Who Should and Should Not Invest in an IRA CD?
IRA CDs are a safe way to invest money for retirement, but are best suited for pre-retirees who are looking to de-risk their investments as they approach retirement age.
However, if you are many years away from retirement, an IRA CD is probably not the best option for you because they are low-risk and low-return retirement saving vehicles. In order to see growth on your investments you may need to take on some risk.
If you decide an IRA CD is the right option for you, you also must determine if you are comfortable with keeping your money stowed away for a period of time. Account holders can choose the length of maturity that best suits them.
Typical Process for Opening an IRA CD
The first step is to open an IRA at a bank, brokerage, or other financial institution. Decide if a traditional, SEP, or Roth IRA is right for you. You can set up the IRA in-person or online. Once you open an IRA account, now you can buy the CD.

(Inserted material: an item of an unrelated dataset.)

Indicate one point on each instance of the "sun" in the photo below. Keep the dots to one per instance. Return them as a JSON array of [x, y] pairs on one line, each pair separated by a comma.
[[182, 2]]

Choose the CD that fits your minimum account requirements and length of maturity preference. Typically, the shorter CD maturity, the lower the minimum to open the account. When considering maturity, you also should compare rates. The longer the maturity the higher the rate of return.
If you’re looking to add diversification to the cash or fixed-income part of your portfolio, you might want to consider opening an IRA CD — which simply means funding a CD account within a traditional, Roth, or SEP IRA. Bear in mind that CDs offer very low interest rates, though, and your money might see more growth if you chose other securities, such as bonds or bond funds.
That said, because CDs are very low risk and you earn a steady rate of return, it might make sense for your retirement plan to give up growth potential in favor of that steady return.
If you’re thinking about how to earn a steady rate of return on your savings, consider an account with SoFi. When you open a high-yield bank account, you pay no SoFi account fees or management fees. With the special “vaults” feature you can separate your savings from your spending, and earn competitive interest on your total balance.
What is the difference between an IRA CD and a regular CD?
A standard CD is a separate account you open at a bank or credit union. An IRA CD is where the CD is funded within the IRA itself.
With a regular CD you withdraw the funds penalty free when the CD matures. With an IRA CD you can withdraw the funds penalty free starting at age 59 ½, per the rules and restrictions of the IRA.
What happens when an IRA CD matures?
Once your IRA CD matures, you’ll receive the principal plus interest. Then you can either leave the IRA CD as is or renew it. You cannot withdraw the funds from an IRA CD until age 59 ½, as noted above.
Can you lose money in an IRA CD?
It’s unlikely as IRA CDs are low-risk. If you open an IRA CD with a federally insured institution, your funds can be covered up to $250,000.
The information provided is not meant to provide investment or financial advice. Also, past performance is no guarantee of future results.